With the onset of warmer weather, we’ve gone without fires in the woodstove some days lately. If it’s particularly cool or wet, we might have a small fire in the morning or evening, but the season of heating the cabin all day has passed. And, I have to admit, I miss it all ready.
It’s not the warmth I need. I noticed Tuesday morning that I’d broken out in a sweat just from eating a warm breakfast, even though the room was no more than 62°. What I miss is the convenience of an “always on” hotplate.
Every day during the wood heat season, even if we plan to use the hot water heater, we fill our big kettle and put it on the stove. It might be moved minutes later for the tea kettle, or a frying pan, but when those short term needs are met, the big kettle goes back on. From it, we’ll have several gallons of hot water if and when it’s needed. If not, it sits through the night, slowly releasing its heat to the room until the next morning’s fire.
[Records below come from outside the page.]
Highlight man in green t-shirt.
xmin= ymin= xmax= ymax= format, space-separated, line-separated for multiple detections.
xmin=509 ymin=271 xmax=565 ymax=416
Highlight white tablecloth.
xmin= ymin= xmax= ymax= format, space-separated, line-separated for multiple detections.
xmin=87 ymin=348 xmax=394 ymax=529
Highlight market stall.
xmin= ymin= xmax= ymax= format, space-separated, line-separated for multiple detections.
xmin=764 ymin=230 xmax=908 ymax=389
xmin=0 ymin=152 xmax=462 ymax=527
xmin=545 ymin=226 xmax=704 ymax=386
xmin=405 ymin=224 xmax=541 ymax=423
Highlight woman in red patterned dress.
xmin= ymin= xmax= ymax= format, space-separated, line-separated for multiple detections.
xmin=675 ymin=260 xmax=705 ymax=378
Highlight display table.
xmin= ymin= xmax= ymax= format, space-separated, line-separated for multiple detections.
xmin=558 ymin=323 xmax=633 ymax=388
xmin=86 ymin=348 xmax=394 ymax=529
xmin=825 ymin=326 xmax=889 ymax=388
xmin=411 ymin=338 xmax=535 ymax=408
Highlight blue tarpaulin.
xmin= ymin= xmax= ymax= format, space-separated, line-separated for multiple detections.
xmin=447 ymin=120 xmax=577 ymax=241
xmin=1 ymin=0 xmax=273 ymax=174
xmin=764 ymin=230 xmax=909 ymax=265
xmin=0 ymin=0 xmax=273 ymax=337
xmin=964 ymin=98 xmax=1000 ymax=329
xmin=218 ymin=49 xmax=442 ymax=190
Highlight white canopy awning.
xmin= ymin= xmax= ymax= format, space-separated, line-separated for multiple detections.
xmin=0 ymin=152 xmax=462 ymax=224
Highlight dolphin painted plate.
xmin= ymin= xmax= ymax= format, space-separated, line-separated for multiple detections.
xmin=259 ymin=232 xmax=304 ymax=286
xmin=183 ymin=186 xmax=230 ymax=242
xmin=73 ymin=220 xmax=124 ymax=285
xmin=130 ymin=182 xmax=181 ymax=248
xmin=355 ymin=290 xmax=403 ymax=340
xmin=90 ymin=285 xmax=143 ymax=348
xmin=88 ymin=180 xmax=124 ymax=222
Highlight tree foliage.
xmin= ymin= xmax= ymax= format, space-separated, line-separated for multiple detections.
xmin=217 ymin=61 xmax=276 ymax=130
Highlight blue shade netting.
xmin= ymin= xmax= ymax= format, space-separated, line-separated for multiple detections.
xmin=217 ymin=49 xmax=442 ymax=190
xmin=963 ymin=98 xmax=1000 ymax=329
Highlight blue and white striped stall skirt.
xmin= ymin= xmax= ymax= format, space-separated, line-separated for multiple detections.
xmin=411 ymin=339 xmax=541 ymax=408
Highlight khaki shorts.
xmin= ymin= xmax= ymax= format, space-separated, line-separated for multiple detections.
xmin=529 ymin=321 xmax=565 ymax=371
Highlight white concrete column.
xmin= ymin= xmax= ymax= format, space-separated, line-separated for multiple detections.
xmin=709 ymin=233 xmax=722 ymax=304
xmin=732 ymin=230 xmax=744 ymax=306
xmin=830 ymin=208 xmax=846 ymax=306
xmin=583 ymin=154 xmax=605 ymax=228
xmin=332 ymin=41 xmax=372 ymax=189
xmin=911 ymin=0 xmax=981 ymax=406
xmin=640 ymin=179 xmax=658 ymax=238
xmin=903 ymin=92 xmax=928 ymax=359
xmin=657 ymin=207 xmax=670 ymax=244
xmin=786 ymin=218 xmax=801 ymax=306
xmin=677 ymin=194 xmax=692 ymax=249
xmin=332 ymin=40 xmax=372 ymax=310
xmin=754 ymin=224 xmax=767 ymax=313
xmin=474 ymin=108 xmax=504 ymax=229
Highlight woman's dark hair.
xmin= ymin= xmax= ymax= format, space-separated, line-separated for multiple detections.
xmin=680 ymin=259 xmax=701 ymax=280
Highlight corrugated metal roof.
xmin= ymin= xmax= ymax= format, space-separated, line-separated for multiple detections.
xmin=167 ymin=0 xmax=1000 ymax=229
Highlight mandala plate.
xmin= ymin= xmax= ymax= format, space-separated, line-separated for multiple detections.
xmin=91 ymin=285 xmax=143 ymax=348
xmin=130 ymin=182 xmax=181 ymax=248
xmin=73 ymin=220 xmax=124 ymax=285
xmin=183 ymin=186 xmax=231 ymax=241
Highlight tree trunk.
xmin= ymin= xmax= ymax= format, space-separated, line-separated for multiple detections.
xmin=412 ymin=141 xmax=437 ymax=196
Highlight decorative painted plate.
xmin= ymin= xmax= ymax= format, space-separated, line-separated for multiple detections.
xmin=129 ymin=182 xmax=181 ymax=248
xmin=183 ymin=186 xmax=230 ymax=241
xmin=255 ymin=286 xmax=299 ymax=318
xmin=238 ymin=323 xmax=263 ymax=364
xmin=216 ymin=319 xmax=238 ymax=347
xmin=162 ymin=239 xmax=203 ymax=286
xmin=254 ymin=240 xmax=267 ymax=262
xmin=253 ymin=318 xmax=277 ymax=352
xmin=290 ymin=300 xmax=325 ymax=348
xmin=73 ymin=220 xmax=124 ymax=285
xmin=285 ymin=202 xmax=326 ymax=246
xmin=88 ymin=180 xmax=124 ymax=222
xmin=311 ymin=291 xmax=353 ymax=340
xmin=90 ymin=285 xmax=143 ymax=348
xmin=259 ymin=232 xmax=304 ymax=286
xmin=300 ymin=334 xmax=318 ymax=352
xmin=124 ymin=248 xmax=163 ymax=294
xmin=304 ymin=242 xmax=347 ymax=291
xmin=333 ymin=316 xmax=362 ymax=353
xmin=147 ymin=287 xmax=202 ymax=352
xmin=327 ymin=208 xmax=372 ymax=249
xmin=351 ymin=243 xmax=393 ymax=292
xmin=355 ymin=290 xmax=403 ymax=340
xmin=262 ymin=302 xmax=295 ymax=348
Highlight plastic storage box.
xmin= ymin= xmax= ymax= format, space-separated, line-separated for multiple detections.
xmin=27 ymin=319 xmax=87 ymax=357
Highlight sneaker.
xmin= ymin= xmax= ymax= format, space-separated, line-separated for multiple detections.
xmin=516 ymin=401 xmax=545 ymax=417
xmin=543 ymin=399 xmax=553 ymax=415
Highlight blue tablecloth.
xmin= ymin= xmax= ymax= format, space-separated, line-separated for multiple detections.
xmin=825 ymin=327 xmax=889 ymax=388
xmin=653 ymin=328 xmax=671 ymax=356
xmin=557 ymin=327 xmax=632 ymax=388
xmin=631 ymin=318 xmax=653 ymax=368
Hot water creates the base line. Beyond that, many of our meals, especially lunches, can be prepared on a warm woodstove. If we need it hot, we can always throw on a few more sticks of wood and heat it up in a hurry. Wet clothing can be dried above it as needed.
I know that it won’t be long before I’ll hardly think about a fire. We always have the propane stove. I may begrudge using the gas right now, meditating on the cost and the inconvenience of hauling the heavy bottles from the road, but before long we’ll be relieved to be able to cook without the cabin becoming unbearably warm. As I work toward filling the wood shed for next winter, I will appreciate losing the attrition of daily fires. During the summer, the cabin itself is often warmed to uncomfortable temperatures (for us) by the sun. The only real issue becomes the paper trash accumulation, which helps start our fires in the winter. A little bit gets used starting the hot water heater, but not enough. We generally end up burning trash on the beach a few times from late spring through early autumn.
Continuing my wine and soda making will recquire adjustment, but I imagine I can handle most of the hot water needs for those projects with the Kelly kettle. We’ll no doubt use the hot water heater more often, which will give us a chance to clean up the yards of broken branches and other wood scrap that inevitably accumulates. As for the paper trash, we’re realizing that it can be composted well, so our excess will be converted to garden soil this summer.